Le think tank Momagri en est convaincu : sa proposition de réforme de la Pac basée sur des aides contracycliques plutôt que des aides fixes est judicieuse sur les fronts macro et microéconomique. Chiffres à l’appui, il appelle l’Europe à faire preuve d’audace.
Après avoir présenté en octobre dernier à Jean-Claude Juncker et aux responsables européens sa proposition de réforme de la Pac (1), Momagri, le think tank créé à l’initiative des coopératives, attirait l’attention des candidats à l’élection présidentielle et les États membres sur son projet alternatif de Pac, à l’occasion d’une conférence de presse le 4 avril. Son système est articulé autour d’un « dispositif contracyclique pour assurer un revenu minimal en période de crise », d’aides spécifiques conjoncturelles et/ou structurelles et d’un « appui assurantiel » garantissant un prix couvrant les coûts de revient à l’agriculteur.
Un effort budgétaire public moindre
Au niveau européen, la Pac Momagri, sur le temps long, coûte moins cher en aides publiques. Selon le think tank, même si certaines années – quand les cours des matières premières sont faibles – les aides publiques sont hautes, sur le long terme, son modèle permettrait d’économiser. Entre 2011 et 2020, 63 Mrd € pourraient être économisés affirme Momagri. Dans un contexte où « le budget de la Pac ne va pas augmenter, il faut optimiser au maximum » les moyens disponibles, argumente Christian Pèes, président de Momagri.

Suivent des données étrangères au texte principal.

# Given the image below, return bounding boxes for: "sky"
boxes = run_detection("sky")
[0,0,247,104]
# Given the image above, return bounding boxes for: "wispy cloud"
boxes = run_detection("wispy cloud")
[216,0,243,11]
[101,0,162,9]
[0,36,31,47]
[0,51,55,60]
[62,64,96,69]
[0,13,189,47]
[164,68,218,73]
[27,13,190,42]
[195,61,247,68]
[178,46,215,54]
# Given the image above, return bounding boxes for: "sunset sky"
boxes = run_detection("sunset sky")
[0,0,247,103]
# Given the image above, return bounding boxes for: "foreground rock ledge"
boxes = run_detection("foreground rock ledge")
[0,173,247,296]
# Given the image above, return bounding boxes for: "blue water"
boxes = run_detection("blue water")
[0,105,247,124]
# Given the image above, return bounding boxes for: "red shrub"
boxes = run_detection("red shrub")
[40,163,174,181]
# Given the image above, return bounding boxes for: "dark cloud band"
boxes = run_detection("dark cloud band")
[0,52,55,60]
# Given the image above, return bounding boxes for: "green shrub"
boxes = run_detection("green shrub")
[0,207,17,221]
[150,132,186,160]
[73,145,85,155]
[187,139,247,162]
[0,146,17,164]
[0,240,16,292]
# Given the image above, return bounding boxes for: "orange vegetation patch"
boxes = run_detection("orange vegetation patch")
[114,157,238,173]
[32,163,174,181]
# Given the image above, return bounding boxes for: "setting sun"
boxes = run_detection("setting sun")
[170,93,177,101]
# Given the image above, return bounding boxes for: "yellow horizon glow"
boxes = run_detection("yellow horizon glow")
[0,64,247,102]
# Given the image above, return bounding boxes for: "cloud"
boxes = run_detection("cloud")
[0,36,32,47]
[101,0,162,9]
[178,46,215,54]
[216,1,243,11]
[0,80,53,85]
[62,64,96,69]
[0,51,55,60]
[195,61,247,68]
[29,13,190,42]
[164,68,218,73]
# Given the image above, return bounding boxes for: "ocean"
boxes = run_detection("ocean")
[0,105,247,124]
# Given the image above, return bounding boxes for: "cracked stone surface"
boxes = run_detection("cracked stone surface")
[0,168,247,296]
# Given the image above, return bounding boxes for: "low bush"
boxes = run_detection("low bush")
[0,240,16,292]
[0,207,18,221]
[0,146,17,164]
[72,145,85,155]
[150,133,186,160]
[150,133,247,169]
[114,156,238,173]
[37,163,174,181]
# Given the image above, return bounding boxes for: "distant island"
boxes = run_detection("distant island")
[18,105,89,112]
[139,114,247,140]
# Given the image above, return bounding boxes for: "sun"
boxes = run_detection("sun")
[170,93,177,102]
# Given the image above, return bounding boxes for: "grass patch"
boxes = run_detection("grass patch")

Et pour ceux qui douteraient de l’euro-compatibilité du projet, Momagri a planché sur le sujet, épluché les traités et règlements européens : la « Pac Momagri » est bien compatible avec le droit européen en vigueur, affirme le think tank. La possibilité de définir à mi-année N un budget rectificatif, qui vient corriger le projet de budget initial (fixé entre septembre et décembre de l’année N-1 pour l’année N) limite de fait les risques de reports budgétaires sur l’année N + 1, explique Momagri.

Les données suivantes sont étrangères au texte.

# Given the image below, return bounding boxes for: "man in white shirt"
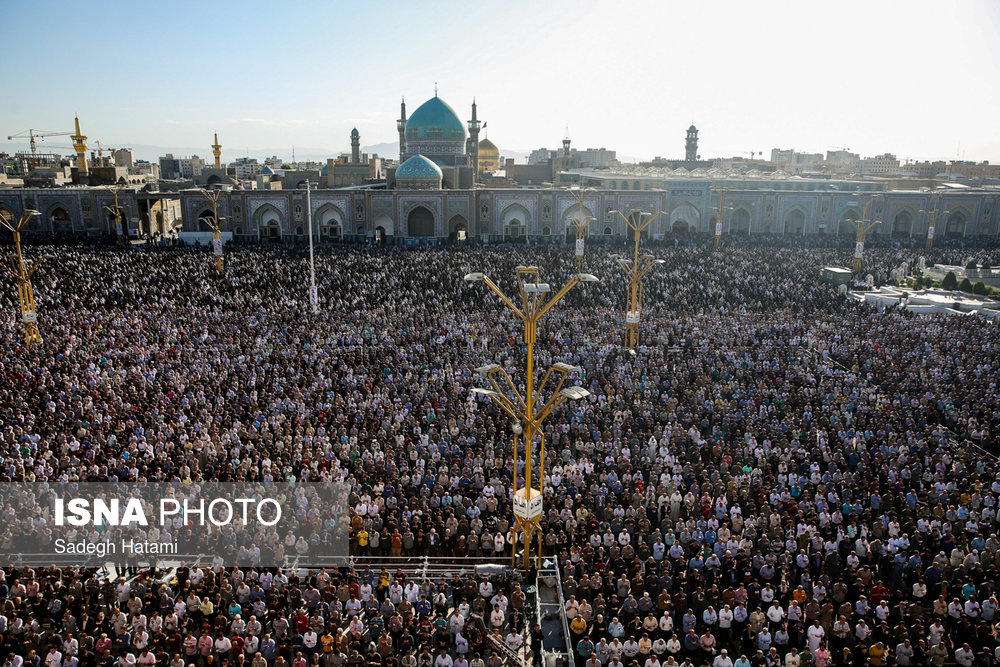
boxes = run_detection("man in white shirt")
[712,649,733,667]
[955,644,976,667]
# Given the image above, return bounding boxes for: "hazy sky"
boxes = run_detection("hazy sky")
[0,0,1000,161]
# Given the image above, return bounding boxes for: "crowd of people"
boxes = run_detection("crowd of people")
[0,243,1000,667]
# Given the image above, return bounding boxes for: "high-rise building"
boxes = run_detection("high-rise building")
[684,125,698,162]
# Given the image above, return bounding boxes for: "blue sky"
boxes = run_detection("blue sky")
[0,0,1000,161]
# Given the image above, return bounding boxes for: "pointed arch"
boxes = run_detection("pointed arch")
[448,214,469,242]
[892,208,916,238]
[253,204,285,241]
[729,206,750,234]
[944,209,969,239]
[406,205,437,238]
[782,204,809,236]
[837,206,861,236]
[194,208,212,232]
[500,204,531,239]
[313,203,347,240]
[374,213,396,238]
[668,203,701,234]
[45,203,73,232]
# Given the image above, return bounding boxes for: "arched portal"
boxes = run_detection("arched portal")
[372,213,396,239]
[104,206,128,236]
[784,213,806,236]
[313,204,344,241]
[561,204,595,241]
[944,211,966,239]
[837,211,861,236]
[196,208,212,232]
[500,204,531,240]
[729,208,750,234]
[253,204,284,241]
[406,206,435,238]
[448,215,469,243]
[670,204,701,234]
[48,204,73,233]
[892,211,913,238]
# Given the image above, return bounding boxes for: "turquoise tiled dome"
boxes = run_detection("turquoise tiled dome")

Des revenus plus stables pour les agriculteurs
À l’échelle de l’exploitation, l’avantage de ce système est de stabiliser le revenu. Il donne de la visibilité aux agriculteurs pour gérer au mieux leurs investissements et évite ainsi les crises que l’on a connues ces dernières années. Pour confirmer ses dires, Momagri a réalisé, avec l’aide des Jeunes agriculteurs et de certaines FDSEA, une simulation de son projet basée sur les comptabilités réelles de 660 exploitations céréalières dans la Marne et 2 600 fermes laitières dans le Grand Ouest.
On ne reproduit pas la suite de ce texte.